ポリシーテンプレートを使用できます。Cedar ベースのポリシーテンプレートとは、スコープ内に特定の値を入力するプレースホルダーを持つポリシーステートメントです。ポリシーテンプレートには、プリンシパル、リソース、またはその両方のプレースホルダーを含めることができます。ポリシーテンプレートへの更新は、テンプレートを使用するすべてのプリンシパルとリソース (テンプレートリンクポリシーとも呼ばれます) に反映されます。

ポリシーテンプレートを使用して、アプリケーション全体で共有できる Cedar ベースのポリシーを作成することをお勧めします。たとえば、エディタ用のポリシーテンプレートを作成し、ポリシーテンプレートを使用するプリンシパルとリソースに読み取り、編集、コメントの権限を与えることができます。ポリシーテンプレートを使用して、アプリケーションのアクセスコントロールを大まか、中程度、またはきめ細かく定義することもできます。たとえば、特定のユーザーをグループに割り当てるにはポリシーテンプレートを使用し、特定のリソースへのアクセスを割り当てるには中程度のコントロールを用い、リソースの最も詳細な属性にはきめ細かいコントロールを使うことができます。

ポリシーのクエリと監査

Verified Permissions API を使用すると、Verified Permissions に保存されているポリシーに対して特定のクエリを実行できます。ポリシーをクエリして、どれが特定のプリンシパル、特定のリソース、またはその両方に適用されるかを判断できます。

Verified Permissions を設定、接続することで、ポリシー管理と承認ログを AWS CloudTrail に送信することができます。

統合と拡張性

Amazon Cognito からの認証トークンを、Verified Permissions で実行される承認リクエストに渡すことができます。
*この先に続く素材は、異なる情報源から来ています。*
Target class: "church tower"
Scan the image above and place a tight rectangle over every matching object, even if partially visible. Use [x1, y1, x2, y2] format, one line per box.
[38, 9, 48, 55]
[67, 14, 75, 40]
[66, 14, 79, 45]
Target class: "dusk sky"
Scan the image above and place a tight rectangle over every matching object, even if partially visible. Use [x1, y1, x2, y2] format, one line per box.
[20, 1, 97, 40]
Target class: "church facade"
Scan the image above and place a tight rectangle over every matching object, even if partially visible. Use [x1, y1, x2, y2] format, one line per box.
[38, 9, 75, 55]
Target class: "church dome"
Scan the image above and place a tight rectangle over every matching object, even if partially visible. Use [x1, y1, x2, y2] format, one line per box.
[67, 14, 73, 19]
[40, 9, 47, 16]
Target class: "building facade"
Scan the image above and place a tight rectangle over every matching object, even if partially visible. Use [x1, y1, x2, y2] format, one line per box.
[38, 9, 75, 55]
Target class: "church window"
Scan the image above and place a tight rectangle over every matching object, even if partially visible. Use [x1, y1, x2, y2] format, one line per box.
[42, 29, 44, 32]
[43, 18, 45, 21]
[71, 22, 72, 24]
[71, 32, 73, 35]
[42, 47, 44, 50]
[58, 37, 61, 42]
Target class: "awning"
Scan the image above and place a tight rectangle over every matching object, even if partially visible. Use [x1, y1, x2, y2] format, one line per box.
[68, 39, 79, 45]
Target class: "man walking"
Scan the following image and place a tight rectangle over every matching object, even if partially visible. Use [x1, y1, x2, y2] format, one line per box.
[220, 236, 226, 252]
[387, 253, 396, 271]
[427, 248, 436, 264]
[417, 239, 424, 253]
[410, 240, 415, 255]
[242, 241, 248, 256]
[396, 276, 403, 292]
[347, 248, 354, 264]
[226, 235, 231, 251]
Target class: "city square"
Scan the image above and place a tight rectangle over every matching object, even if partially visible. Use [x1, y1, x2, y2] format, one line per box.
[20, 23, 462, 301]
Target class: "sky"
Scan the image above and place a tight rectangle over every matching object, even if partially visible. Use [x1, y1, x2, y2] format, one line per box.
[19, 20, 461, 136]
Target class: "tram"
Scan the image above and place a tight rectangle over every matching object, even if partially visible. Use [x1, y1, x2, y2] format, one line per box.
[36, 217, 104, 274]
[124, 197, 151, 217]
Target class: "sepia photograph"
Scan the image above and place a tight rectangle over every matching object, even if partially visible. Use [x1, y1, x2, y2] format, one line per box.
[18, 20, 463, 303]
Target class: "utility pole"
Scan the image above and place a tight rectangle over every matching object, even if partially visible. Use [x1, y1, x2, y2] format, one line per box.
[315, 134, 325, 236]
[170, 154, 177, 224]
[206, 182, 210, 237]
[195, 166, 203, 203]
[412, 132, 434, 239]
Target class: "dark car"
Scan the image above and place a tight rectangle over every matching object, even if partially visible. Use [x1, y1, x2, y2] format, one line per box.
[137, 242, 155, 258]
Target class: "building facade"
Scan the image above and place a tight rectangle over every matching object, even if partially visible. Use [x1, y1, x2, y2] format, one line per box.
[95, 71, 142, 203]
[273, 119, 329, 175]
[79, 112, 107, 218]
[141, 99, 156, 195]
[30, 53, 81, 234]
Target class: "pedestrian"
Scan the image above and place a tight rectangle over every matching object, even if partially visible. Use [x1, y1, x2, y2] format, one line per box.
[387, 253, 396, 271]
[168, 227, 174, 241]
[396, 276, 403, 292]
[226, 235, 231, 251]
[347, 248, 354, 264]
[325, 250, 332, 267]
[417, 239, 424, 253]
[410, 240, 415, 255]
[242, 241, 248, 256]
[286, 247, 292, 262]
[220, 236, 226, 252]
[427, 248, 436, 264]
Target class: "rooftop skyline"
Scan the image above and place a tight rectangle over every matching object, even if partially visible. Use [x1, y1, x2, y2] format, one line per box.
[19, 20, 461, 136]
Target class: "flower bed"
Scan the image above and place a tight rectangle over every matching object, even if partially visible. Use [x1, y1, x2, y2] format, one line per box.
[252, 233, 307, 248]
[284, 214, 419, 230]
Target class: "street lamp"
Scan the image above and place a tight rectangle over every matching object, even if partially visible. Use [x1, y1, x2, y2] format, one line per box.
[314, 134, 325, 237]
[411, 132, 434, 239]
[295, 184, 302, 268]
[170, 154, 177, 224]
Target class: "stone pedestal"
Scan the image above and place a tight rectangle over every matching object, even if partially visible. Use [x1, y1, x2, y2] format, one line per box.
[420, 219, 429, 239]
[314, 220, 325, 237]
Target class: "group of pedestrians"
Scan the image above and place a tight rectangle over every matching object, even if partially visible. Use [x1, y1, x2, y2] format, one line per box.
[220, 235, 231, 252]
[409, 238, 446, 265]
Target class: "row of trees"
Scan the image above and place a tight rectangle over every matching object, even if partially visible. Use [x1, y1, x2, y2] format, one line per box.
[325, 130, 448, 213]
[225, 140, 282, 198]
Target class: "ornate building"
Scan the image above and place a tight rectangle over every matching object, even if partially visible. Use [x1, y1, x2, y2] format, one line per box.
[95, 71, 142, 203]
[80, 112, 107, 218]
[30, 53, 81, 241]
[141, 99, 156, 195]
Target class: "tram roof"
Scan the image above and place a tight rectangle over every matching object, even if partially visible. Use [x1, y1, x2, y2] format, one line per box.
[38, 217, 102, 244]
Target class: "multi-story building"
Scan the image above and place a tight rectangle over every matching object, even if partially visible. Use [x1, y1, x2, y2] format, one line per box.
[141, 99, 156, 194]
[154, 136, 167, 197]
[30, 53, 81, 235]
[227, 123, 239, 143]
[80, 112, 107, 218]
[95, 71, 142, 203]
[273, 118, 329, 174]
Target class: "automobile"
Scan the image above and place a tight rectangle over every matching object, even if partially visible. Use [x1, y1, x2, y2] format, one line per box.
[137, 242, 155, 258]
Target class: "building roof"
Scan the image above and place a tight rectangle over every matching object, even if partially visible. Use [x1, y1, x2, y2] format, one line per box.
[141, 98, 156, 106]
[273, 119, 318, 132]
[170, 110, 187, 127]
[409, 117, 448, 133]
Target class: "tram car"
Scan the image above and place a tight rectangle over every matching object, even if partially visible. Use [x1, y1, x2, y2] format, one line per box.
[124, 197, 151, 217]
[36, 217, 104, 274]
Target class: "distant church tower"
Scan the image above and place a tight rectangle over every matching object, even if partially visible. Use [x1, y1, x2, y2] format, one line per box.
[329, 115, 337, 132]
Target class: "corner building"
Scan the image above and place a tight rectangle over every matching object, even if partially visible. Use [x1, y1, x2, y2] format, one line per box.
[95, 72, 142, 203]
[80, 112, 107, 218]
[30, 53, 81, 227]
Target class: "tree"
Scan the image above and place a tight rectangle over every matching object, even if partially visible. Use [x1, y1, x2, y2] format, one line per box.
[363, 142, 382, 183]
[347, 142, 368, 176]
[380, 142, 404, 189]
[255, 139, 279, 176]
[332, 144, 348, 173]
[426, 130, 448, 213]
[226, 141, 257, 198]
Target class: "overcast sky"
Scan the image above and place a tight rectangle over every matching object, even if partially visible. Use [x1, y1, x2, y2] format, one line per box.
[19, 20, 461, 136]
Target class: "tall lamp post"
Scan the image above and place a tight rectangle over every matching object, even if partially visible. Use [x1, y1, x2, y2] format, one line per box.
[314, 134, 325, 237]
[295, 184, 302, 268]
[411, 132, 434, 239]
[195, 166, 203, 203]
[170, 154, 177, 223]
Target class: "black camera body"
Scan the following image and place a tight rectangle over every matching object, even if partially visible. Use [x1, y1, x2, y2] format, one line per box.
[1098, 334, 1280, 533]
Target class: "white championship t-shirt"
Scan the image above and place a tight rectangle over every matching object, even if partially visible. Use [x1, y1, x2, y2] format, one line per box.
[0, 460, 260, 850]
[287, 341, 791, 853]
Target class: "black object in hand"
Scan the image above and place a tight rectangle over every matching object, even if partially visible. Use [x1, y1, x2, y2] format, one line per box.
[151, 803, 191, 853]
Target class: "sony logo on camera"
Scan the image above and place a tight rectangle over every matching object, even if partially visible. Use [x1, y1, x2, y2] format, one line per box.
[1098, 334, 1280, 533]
これにより、ID プロバイダーの属性をポリシー評価に直接渡して、Verified Permissions によって生成される承認決定を行うことができます。

Verified Permissions は、AWS リソースのモデル化とセットアップを支援するサービスである CloudFormation と統合されているため、リソースとインフラストラクチャの作成と管理に費やす時間を減らすことができます。必要なすべての AWS リソースを記述したテンプレートを作成すると、CloudFormation がそれらのリソースのプロビジョニングと設定を行います。

Verified Permissions SDK は、C++、Go、Java、JavaScript、Kotlin、.NET、Node.js、PHP、Python、Ruby、Rust、Swift を使用して利用できます。